The Reporting Burden Is Significant. Hospitals emphasized that the reporting burden for hospitals to comply with PHQID and/or RHQDAPU is significant given that data collection is still largely a manual exercise requiring chart abstraction. This was found to be true even in larger institutions having more information technology (IT) resources. EHRs and CPOE are not yet designed to provide data to populate measures such as those in PHQID, RHQDAPU, or other nationally endorsed measurement sets. Most EHRs capture relevant information in text fields; so even when EHRs are available, a text search must be done to determine if an event occurred. Hospitals universally felt that the data collection burden should be an important selection criterion for P4R and P4P programs. There was also consensus on the need to align measures and measure specifications to minimize data collection and reporting burdens—although it was also noted that the problem was less about alignment of specifications and more about getting the various stakeholders to align on what they want to hold providers accountable for. However, it is important to note that even though CMS allowed sampling of patient records to minimize the hospital reporting burden, many large hospitals reported that they did not use the sampling method, citing a need to have 100 percent of the cases to do their quarterly quality improvement work with doctors. These hospitals stated that the small number of sampled cases showed results that were too variable and did not provide a reliable source of information to give to doctors.

The Problem of Small Numbers Exists. The problem of only a small number of patients meeting the measure criteria was also raised, primarily by small hospitals, including rural hospitals and CAHs. Estimates of performance based on a small number of events (i.e., patients who receive appropriate processes of care) are not stable and vary substantially from period to period, making the task of separating out the “signal” (true performance) from the “noise” (random variation) a challenging one. Hospitals with small numbers of patients cited challenges in interpreting and using results that showed large variation from period to period. Among the smaller hospitals, there was agreement that “we should only be measured on what we actually do.” Smaller hospitals thought that CMS should work to construct measures that more readily apply to the care they provide, such as transfers.
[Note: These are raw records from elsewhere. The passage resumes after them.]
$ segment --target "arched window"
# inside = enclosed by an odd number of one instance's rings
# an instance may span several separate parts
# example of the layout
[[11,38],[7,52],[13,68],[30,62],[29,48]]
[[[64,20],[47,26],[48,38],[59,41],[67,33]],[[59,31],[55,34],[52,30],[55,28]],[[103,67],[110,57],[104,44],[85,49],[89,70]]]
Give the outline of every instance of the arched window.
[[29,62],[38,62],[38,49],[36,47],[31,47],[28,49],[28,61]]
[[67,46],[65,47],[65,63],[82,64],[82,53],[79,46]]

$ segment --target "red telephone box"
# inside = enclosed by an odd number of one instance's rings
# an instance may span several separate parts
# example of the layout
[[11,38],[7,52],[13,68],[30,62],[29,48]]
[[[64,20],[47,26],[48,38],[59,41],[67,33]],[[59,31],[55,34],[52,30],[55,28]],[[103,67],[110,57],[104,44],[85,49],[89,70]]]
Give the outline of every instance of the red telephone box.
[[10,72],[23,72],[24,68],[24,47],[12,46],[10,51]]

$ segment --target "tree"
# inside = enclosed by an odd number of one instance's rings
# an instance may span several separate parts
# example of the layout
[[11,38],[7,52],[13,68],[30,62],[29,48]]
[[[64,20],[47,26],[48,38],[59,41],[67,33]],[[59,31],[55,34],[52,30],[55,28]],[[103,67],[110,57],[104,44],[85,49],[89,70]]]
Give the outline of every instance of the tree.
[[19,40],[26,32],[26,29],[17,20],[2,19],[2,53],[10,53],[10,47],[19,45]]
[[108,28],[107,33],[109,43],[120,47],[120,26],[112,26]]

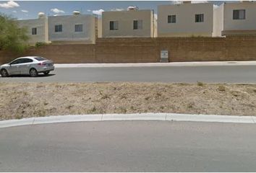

When asked whether hospitals would support the use of composites to help with the small-numbers problem, there was no strong signal of support. However, this response may have stemmed from a lack of understanding about how the composites might be constructed. There was, in contrast, strong support for risk adjustment to ensure comparability across hospitals.

Measures of Outpatient Hospital Services Are Not Being Used at This Stage. None of the hospitals or hospital associations with which we spoke reported measures of outpatient hospital services being included in any P4P or P4R program to which they had been exposed, although several of the hospitals exposed to the private-sector P4P program noted that its sponsor was beginning to discuss with hospitals how such measures might be developed. There was general agreement that services—visits, procedures, and tests—provided in the outpatient hospital setting represented a substantial portion of care for which there currently is no accountability. Hospitals noted that outpatient hospital services have been a huge revenue growth area, and some reported seeing “much utilization that seems questionable.” While hospitals recognized that a large amount of care is delivered in this setting, they cited many challenges with developing performance measures and holding hospitals accountable given that data are less standardized on the outpatient side, and the mix of services delivered in this setting varies substantially across institutions.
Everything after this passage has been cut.